Support GNU Autotools

To bring httpxx to all UNIX/Linux platforms, old and new.

Fix README

All links provided in README.md are not accessible

Allow parsing messages without buffering (parsing?) the body

httpxx buffers the whole body of a message without the ability to erase it or keep it from doing that at all. Huge messages whose bodies are decoded by the parser may easily blow up the body string to several dozens of MB.

There should be a way to discard the buffer (creation), or refactor the classes to allow seperate parsing of header and body of a message, and possibly allow getting the body size via the received header (maybe set a flag for chunked/eof messages).

Hide http-parser completely

As the cmake script written, libhttp-parser.a won't be installed, so maybe the header http-parser.h is not necessary to expose.

I guess this project is developed under windows with MSVC, which allows a static lib to be linked into another static lib.

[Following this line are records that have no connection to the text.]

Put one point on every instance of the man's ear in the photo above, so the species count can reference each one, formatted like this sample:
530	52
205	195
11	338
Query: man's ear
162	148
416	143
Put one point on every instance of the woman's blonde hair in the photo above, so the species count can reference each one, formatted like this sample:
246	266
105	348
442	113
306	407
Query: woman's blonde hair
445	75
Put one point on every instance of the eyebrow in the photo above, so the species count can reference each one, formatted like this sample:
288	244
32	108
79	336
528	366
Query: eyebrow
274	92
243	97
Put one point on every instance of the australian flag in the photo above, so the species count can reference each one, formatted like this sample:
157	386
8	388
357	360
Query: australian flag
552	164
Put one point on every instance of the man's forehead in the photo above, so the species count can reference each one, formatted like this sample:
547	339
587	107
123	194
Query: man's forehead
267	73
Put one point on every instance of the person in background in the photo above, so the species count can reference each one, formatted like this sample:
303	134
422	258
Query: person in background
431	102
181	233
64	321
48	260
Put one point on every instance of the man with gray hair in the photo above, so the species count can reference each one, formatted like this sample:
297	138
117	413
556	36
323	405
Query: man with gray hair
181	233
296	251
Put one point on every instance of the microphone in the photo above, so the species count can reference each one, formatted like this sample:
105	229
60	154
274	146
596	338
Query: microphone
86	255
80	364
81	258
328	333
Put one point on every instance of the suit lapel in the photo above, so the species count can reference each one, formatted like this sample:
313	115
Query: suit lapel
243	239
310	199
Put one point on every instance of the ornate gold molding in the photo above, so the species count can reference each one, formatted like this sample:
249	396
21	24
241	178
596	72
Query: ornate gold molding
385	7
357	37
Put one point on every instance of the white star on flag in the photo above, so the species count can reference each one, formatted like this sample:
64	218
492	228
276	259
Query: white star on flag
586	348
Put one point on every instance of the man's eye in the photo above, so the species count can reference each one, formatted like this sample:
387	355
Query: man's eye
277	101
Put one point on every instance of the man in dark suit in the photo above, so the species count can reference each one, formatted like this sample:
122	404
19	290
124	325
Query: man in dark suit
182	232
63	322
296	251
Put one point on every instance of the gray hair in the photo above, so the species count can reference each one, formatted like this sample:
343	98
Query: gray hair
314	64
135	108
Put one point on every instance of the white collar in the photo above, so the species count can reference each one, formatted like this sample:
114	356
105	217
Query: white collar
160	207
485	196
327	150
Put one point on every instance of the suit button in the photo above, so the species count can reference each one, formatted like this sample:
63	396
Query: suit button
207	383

And This is what httpxx expected.
Most compilers do not allow this, MSVC is an exception.

If this is an issue, a possible solution is linking http-parser.o directly into libhttpxx.a.

http::Request has not body method

thanx for this project;
how can retrieve body of message?
in demo request object has a body method but that is not true;

Expose http_should_keep_alive

This allows a simpler check whether connections should be keep-alive without having to additionally check the HTTP version along with the flags.
E.g. HTTP/1.0 with both F_CONNECTION_CLOSE and F_CONNECTION_KEEP_ALIVE not set means Close, while for HTTP/1.1 it means Keep-Alive.

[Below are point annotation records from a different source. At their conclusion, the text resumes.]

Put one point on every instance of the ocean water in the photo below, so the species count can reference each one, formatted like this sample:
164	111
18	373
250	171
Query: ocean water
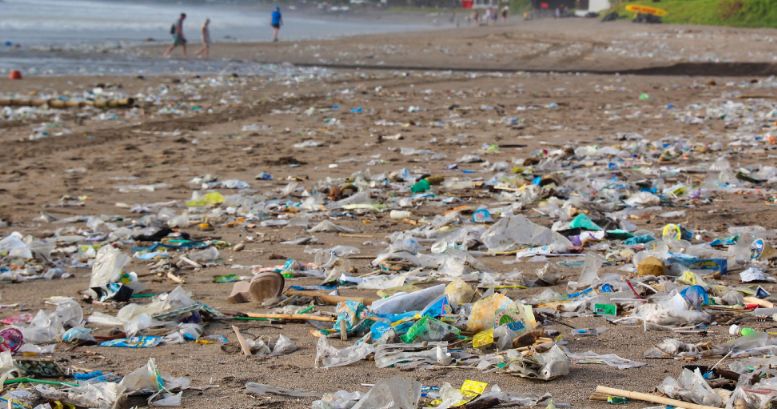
68	21
34	33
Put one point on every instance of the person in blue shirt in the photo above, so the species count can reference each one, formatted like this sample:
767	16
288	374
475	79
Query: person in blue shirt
276	22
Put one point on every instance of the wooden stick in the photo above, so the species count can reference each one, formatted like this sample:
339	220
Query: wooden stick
242	341
356	235
327	298
646	397
343	331
175	278
292	317
58	103
759	302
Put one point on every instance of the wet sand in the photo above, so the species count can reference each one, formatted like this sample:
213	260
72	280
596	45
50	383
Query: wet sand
203	133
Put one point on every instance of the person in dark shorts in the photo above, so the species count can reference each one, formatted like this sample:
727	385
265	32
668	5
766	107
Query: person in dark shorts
205	38
178	37
276	21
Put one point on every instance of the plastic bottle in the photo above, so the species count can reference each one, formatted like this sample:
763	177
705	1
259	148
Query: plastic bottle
741	331
420	186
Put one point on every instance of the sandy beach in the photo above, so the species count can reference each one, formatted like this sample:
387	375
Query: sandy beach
362	100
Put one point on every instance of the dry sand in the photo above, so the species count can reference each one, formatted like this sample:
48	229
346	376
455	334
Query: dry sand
157	148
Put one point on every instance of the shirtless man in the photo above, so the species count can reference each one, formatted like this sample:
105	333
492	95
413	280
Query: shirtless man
205	37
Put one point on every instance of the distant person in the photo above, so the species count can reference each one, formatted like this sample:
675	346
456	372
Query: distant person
276	21
205	38
178	37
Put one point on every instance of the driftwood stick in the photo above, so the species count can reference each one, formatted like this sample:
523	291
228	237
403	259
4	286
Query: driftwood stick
291	317
646	397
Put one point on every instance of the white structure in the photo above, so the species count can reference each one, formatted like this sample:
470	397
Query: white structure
594	6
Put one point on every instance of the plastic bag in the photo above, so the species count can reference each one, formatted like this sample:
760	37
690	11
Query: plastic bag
393	393
483	313
412	356
510	232
328	356
262	389
338	400
403	302
108	266
590	357
690	387
544	366
459	292
15	247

http_parser_pause causes feed to return wrong read count

This is kinda weird and I don't know if it's a bug in http-parser or in the usage of http_parser_pause in httpxx.

I call rev(MSG_PEEK) which reads, say, 300 bytes. Request::feed returns 299 bytes read, although the header is really 300 bytes long (I doublechecked). The complete flags are both set (it has no body).
As a result, I recv 299 bytes (to remove the header from the TCP buffer), but that's one byte to few. In my next loop (thinking this is a pipelined request), I call recv which blocks and at some point returns with no data read if the connection was closed.

PS: I temporarily used the newest commit of http-parser but the bug is the same.

(Only noticed this now after adding tons of error checking. What looked like a slow connection was a timed out select because of the missing byte. I know I'm a terrible bug reporter lol)

Allow setting Response's F_SKIPBODY flag

Not necessarily needed, but without it, Flags::skipbody() is useless. Normally, the application should know whether this response is for a HEAD request (meaning complete header, but no body). But it would allow for loading off the information on the Response object without having to pass on further state variables.
Maybe just add a bool to the constructor is_head_response. Then in the on_headers_complete callback, you should return 1. The infrastructure to override the callback in Response seems to be there.

if add call back for chunk

message does not deal with chunk mode, is it vath to do it in http message wrap?

Conan package

Hello,
Do you know about Conan?
Conan is modern dependency manager for C++. And will be great if your library will be available via package manager for other developers.

Here you can find example, how you can create package for the library.

If you have any questions, just ask :-)

std::basic_string::clear does not not explicitly require that capacity is unchanged

Unlike for std::vector::clear, the C++ standard does not explicitly require that capacity is unchanged by this function.